Les parlementaires que nous sommes devraient être sensibles à sincérité du débat budgétaire, et se préoccuper de la résilience financière de la protection sociale. C’est pourquoi il nous paraît nécessaire de rejeter la copie du Gouvernement dans son ensemble.
Pour évaluer le cadrage macroéconomique, il faut d’abord revenir sur l’exercice 2025 en cours de clôture.
Or d’après le HCFP, dans son avis sur le PLFG 2025 paru le 10 novembre 2025, “L’hypothèse de croissance de la masse salariale des branches marchandes non agricoles (+1,8 %) [en 2025] est atteignable mais paraît toujours un peu haute au regard des dernières informations, notamment en provenance de l’Urssaf. Le Haut Conseil estime que la prévision de dépenses publiques, légèrement ajustée à la hausse par rapport au PLF pour 2026 (+1,0 Md €) est vraisemblable, avec des aléas à la hausse notamment sur la sphère sociale [...] L’évolution des dépenses en 2025 est plus soutenue dans le secteur des administrations sociales que dans les autres sous-secteurs.”
Ainsi, en effet de base sur l’exécution 2025, les aléas sont à la baisse sur la masse salariale BMNA, et à la hausse sur la dépense sociale. Cela devrait appeler à la prudence sur les prévisions 2026.

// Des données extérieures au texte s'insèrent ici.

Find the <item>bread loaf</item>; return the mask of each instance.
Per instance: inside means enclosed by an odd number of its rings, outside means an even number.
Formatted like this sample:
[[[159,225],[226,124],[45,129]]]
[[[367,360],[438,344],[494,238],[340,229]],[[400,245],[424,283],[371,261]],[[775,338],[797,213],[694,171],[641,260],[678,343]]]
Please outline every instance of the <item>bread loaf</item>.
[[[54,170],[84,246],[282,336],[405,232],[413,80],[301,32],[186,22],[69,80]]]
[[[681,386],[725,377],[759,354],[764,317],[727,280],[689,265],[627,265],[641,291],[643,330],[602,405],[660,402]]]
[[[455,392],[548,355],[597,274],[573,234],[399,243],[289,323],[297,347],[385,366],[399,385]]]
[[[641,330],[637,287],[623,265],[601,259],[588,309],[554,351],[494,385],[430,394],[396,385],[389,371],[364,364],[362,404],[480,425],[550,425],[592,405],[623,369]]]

Par ailleurs, aux dernières nouvelles, le chômage est en hausse de 0,3 points interannuel au T3 2025 pour atteindre 7,7 % (+0,1 point par rapport au trimestre précédent). Le budget d’austérité pour 2026 pourrait accélérer cette tendance, pesant à la baisse sur la masse salariale (et donc sur les recettes en prélèvements obligatoires de la sécurité sociale).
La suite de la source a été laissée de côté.